Aston Martin says the cars, which are only sold paired with new DBS GT Zagatos, are built using "a blend" of David Brown-era old-world craftsmanship and modern applications. As an example, a digital body buck now exists to help craft the panels, which are hand-formed from 1.2-millimeter-thick aluminum sheets in 1950s style. The adjacent gallery shows the unhurried style in which these very limited-edition, new/old Astons are built, and how a ball-peen hammer is still the tool of choice there.
Underneath the aluminum, in a lightweight tubular frame, sits a Tadek Marek-designed 380-horsepower "twin spark" straight-six engine, paired to a four-speed manual gearbox and a limited-slip differential.

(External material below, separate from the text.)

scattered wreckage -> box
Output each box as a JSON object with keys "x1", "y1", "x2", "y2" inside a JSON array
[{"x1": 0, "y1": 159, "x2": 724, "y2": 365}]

Power is up about 50hp in comparison to an earlier DB4 continuation model.
We only need to take a look at classic Astons to see what the DB4 GT Zagato continuation cars will look like, but the design of the modern DBS GT Zagato counterparts is still to be officially revealed. The DBS Superleggera-based twin-turbo V12 cars were previewed in a set of renderings late last month, and they are expected to come with at least 715 horsepower and 664 lb-ft of torque.
The continuation DB4 GT Zagatos will reach owners in the third quarter of 2019, and the DBS GT Zagatos will follow in 2020. The car combos are priced at almost $8 million.